Our proposed design was implemented by Verilog HDL, synthesized with Synopsis Design Compiler and simulated with Model Sim. By using a four-stage pipeline structure, we were able to achieve an output block size of 512 bits. The use of a BRAM for the S-box as well as pipelining at the inner round ensured that the critical path was reduced. In Table 1, we do a comparison with the other works, [1-3] for the 65nm and 180nm processes. It can be seen that We present two technologies for the sake of comparison with other implementations.

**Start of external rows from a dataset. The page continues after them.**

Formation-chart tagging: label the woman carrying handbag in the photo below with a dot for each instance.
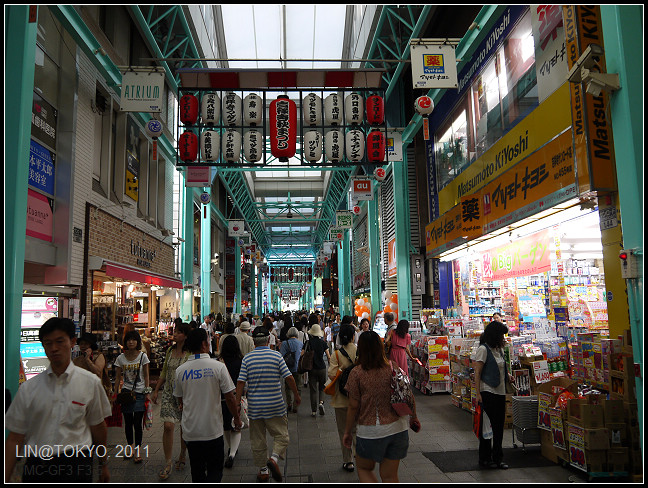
(491, 376)
(133, 364)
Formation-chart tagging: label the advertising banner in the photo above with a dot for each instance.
(522, 257)
(391, 258)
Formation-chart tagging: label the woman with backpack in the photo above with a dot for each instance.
(343, 358)
(291, 350)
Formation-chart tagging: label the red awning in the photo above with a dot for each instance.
(128, 273)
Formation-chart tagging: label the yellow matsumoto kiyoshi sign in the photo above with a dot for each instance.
(552, 117)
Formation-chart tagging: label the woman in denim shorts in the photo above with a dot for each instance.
(383, 440)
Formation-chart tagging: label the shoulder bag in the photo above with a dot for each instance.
(402, 399)
(346, 372)
(305, 363)
(125, 396)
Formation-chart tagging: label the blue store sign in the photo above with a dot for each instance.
(41, 168)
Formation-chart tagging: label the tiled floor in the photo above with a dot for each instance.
(314, 452)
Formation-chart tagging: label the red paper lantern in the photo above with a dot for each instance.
(188, 147)
(376, 146)
(375, 110)
(283, 128)
(188, 109)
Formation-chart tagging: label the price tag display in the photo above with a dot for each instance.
(541, 371)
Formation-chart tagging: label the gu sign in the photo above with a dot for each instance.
(142, 91)
(362, 190)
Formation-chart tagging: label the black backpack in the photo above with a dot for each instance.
(289, 357)
(345, 372)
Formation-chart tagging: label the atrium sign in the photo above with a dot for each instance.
(142, 91)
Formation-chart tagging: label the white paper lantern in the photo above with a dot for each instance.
(210, 109)
(312, 109)
(312, 146)
(253, 146)
(353, 108)
(354, 145)
(333, 109)
(231, 146)
(334, 144)
(210, 145)
(232, 111)
(253, 109)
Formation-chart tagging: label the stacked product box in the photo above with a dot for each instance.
(439, 378)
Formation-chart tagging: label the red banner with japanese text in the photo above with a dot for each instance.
(523, 257)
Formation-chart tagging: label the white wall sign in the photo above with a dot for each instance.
(236, 228)
(142, 91)
(433, 65)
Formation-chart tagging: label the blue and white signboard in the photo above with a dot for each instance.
(41, 168)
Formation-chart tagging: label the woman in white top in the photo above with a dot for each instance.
(133, 365)
(491, 375)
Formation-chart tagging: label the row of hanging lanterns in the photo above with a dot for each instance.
(283, 128)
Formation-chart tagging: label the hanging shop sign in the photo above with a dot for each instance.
(312, 109)
(394, 145)
(362, 190)
(142, 91)
(133, 159)
(188, 109)
(354, 108)
(433, 65)
(392, 269)
(252, 110)
(335, 234)
(344, 219)
(550, 50)
(197, 176)
(210, 109)
(232, 111)
(236, 228)
(522, 257)
(210, 145)
(41, 168)
(40, 216)
(283, 128)
(334, 146)
(253, 146)
(593, 142)
(44, 118)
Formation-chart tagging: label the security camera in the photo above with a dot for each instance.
(590, 57)
(595, 81)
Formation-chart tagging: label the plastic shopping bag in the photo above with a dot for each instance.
(487, 429)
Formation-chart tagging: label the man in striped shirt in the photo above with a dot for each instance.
(264, 371)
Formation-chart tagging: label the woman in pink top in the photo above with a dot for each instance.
(381, 435)
(399, 342)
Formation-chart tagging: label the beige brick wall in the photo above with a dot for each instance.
(110, 238)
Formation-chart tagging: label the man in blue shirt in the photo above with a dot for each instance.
(264, 371)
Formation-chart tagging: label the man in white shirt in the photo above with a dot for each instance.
(198, 386)
(61, 410)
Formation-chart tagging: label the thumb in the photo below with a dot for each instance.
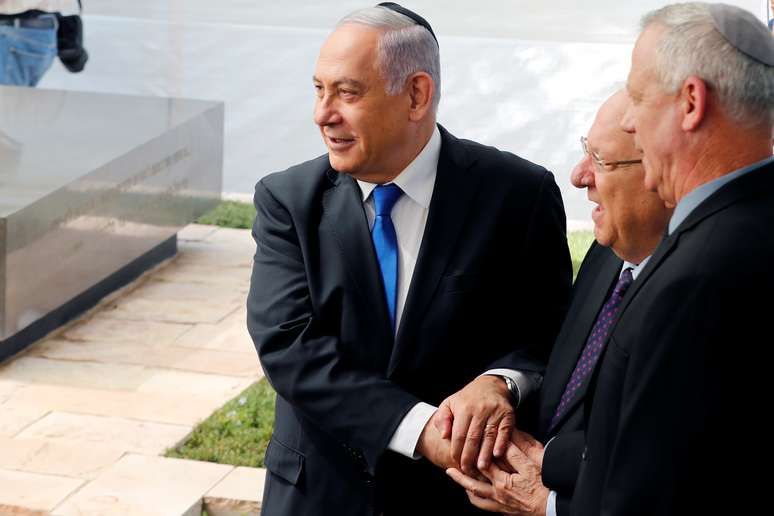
(442, 420)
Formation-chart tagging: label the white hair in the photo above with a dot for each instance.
(692, 45)
(404, 48)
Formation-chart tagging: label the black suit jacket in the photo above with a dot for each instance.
(489, 290)
(561, 462)
(685, 375)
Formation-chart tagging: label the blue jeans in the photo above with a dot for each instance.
(26, 53)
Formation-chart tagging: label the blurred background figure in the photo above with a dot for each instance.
(28, 38)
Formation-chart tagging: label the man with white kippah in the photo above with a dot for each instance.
(684, 379)
(28, 38)
(391, 272)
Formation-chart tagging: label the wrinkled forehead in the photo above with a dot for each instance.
(642, 69)
(350, 50)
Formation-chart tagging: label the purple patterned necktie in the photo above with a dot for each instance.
(594, 344)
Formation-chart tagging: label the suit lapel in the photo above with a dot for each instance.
(452, 197)
(343, 216)
(575, 335)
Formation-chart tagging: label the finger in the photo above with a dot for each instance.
(516, 458)
(459, 435)
(507, 425)
(442, 420)
(472, 445)
(524, 441)
(493, 471)
(477, 487)
(487, 445)
(487, 504)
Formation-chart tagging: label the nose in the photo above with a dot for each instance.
(582, 175)
(325, 112)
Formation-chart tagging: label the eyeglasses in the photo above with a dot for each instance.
(605, 163)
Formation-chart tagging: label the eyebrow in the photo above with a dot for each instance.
(344, 80)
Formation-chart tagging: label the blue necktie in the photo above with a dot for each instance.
(386, 242)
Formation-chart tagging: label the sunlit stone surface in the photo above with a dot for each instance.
(89, 183)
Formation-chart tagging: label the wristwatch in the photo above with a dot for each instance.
(513, 389)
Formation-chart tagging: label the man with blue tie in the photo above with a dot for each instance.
(391, 272)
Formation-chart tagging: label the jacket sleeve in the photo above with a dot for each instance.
(544, 269)
(300, 357)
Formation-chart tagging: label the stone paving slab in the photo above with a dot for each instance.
(84, 412)
(32, 491)
(165, 407)
(137, 308)
(207, 253)
(75, 460)
(127, 377)
(196, 232)
(101, 328)
(125, 434)
(236, 278)
(142, 485)
(230, 363)
(15, 418)
(230, 334)
(240, 493)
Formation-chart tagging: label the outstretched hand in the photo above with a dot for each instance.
(478, 419)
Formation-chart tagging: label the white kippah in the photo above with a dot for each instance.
(744, 31)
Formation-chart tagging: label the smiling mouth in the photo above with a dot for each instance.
(339, 142)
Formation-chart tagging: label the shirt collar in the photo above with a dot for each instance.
(418, 178)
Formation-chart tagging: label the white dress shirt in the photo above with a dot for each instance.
(409, 216)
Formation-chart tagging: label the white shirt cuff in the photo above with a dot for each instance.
(527, 382)
(551, 504)
(406, 436)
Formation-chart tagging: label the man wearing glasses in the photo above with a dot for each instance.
(628, 224)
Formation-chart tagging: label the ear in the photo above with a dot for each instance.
(692, 102)
(421, 92)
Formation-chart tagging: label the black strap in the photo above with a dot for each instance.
(392, 6)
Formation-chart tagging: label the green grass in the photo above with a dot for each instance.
(579, 242)
(230, 214)
(235, 434)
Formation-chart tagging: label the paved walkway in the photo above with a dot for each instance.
(86, 412)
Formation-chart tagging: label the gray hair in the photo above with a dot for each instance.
(692, 45)
(404, 48)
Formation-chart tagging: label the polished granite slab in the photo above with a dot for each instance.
(89, 184)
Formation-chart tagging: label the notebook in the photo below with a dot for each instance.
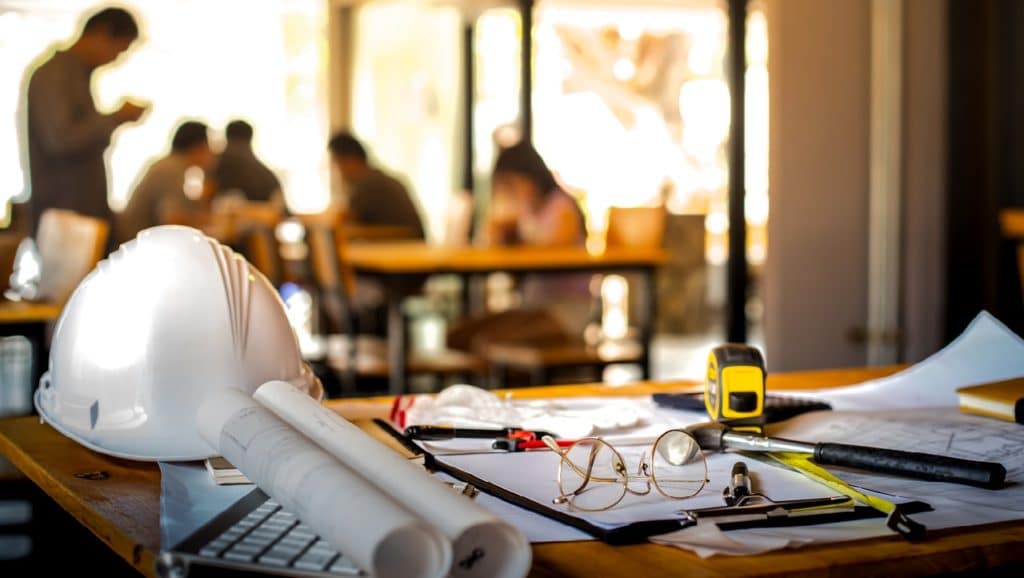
(1003, 400)
(254, 536)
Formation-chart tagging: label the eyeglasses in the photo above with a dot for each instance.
(593, 477)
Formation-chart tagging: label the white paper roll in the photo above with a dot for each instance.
(372, 529)
(484, 545)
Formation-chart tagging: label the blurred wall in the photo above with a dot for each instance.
(925, 153)
(816, 271)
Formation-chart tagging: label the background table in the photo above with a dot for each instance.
(123, 510)
(395, 262)
(30, 320)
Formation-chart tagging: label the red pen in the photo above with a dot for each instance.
(512, 445)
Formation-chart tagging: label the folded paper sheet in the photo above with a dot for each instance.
(377, 533)
(384, 512)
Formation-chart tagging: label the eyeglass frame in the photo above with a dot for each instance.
(626, 479)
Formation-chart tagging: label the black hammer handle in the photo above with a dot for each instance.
(912, 464)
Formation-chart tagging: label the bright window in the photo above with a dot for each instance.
(214, 62)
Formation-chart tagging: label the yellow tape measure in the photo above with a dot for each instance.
(735, 385)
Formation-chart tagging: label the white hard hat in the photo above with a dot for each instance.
(164, 320)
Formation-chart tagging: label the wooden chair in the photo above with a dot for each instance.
(254, 225)
(1012, 223)
(628, 228)
(355, 355)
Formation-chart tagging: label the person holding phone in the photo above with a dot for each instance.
(65, 136)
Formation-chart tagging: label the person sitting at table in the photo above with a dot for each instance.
(239, 169)
(167, 193)
(374, 197)
(529, 208)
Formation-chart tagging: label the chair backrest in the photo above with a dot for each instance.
(459, 219)
(335, 280)
(1012, 223)
(8, 250)
(255, 224)
(70, 246)
(327, 242)
(635, 226)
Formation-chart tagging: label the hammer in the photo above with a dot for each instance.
(718, 437)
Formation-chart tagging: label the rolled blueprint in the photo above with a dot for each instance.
(370, 528)
(483, 545)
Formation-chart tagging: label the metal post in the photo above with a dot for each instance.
(469, 97)
(526, 70)
(736, 266)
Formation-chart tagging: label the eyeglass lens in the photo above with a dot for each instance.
(592, 475)
(678, 467)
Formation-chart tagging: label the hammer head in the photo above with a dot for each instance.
(709, 435)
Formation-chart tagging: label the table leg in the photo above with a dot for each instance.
(397, 339)
(648, 315)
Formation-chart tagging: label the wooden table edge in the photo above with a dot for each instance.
(137, 554)
(947, 550)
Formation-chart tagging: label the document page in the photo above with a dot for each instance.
(938, 430)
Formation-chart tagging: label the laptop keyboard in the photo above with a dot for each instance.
(273, 537)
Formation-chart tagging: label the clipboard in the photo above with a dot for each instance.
(636, 532)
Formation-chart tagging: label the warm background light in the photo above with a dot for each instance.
(263, 62)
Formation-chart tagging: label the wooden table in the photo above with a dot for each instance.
(123, 510)
(30, 319)
(395, 262)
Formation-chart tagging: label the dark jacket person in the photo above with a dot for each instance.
(374, 198)
(64, 134)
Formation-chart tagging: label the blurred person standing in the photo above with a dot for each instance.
(374, 197)
(64, 136)
(165, 194)
(239, 169)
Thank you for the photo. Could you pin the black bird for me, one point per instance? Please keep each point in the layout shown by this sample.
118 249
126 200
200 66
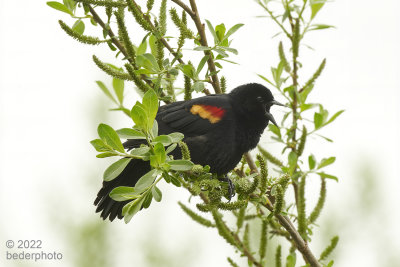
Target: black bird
218 129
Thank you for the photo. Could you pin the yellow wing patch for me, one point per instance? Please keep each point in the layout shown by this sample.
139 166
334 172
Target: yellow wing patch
211 113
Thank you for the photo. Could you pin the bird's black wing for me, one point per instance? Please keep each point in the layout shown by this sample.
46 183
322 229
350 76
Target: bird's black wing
195 117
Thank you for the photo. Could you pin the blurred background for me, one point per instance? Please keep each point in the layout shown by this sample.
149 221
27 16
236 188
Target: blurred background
50 107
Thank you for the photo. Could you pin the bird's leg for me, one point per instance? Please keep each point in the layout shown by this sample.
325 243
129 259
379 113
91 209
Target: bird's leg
231 186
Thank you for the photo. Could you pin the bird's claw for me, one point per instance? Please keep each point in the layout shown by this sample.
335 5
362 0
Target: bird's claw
231 186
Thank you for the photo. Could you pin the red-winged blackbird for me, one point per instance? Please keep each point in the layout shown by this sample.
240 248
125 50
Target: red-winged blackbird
218 129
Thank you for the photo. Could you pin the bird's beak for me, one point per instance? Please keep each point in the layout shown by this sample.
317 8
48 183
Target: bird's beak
274 102
269 115
271 118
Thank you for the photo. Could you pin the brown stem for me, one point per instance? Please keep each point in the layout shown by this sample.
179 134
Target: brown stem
203 42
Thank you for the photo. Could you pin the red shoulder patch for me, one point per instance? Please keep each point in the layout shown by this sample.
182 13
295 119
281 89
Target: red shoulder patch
212 113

Table 1. Comparison of results

| Ref.  | Freq. | Gates | Throughput | t Cycles | Technology |
|-------|-------|-------|------------|----------|------------|
|       | (MHz) | (k)   | (Gbps)     |          |            |
| [1]   | 125   | 58.4  | 1.6        | 10       | 180nm      |
| [2]   | 1000  | 135   | 11.6       | 11       | 65nm       |
| [3]   | 300   | N/A   | 3.84       | -        | 180nm      |
| Ours1 | 1180  | 29.4  | 13         | 46       | 65nm       |
| Ours2 | 800   | 27.1  | 8.96       | 46       | 180nm      |

## V. Conclusion

In this paper, proposed hardware design with efficient pipelining for high-throughput AES. The proposed hardware architecture uses a four-stage pipeline for both encryption and key generation. This enables us to encrypt four 128 bit plain texts at once. This was achieved in 46 cycles. We used a common unit for the Mix\_Column module which caused a reduction in area. The proposed hardware was synthesized on two processes. The 180nm process yielded a frequency of 800MHz and a throughput of 8.9Gbps. The 65nm process yielded a frequency of 1.18GHz and a throughput of 13Gbps.

#### Acknowledgments

This research was supported by the MSI(Ministry of Science, ICT and Future Planning), Korea, under the Global IT Talent support program(IITP-2017-0-01681) and Human Resource Development Project for Brain scouting program(IITP-2016-0-00352) supervised by the IITP(Institute for Information and Communication Technology Promotion)

#### REFERENCES

- P.V. S. Shastry, A. Kulkarni, and M. S. Sutaone, "ASIC implementation of AES," 2012 Annual IEEE India Conference (INDICON), pp. 1255-1259, Dec. 2012.
- [2] H. Yuanhong and L. Dake, "High throughput area-efficient processor for cryptography," Chinese Journal of Electronics, Vol. 26, No. 3, May 2017.
- [3] H. Li, "Efficient and flexible architecture for AES," IEEE Proceedings - Circuits, Devices and Systems, Vol. 153, No. 6, pp. 533-538, Dec. 2006.
- [4] D. Smekal, J. Frolka, and J. Hajny, "Acceleration of AES Encryption Algorithm Using Field Programmable Gate Arrays," 14th IFAC Conference on Programmable Devices and Embedded Systems PDES 2016 Brno, Vol. 49, No. 25, pp.384-389, Oct. 2016.
- [5] M. Mali, F. Novak, and A. Biasizzo, "Hardware Implementation of AES Algorithm," Journal of Electrical Engineering, Vol. 56, No. 9-10, pp. 265-269, 2005.
- [6] A. Soltani and S. Sharifian "An Ultra-high throughput and fully pipelined implementation of AES algorithm on FPGA," Vol. 39, No. 7, pp. 480-493, Oct. 2015.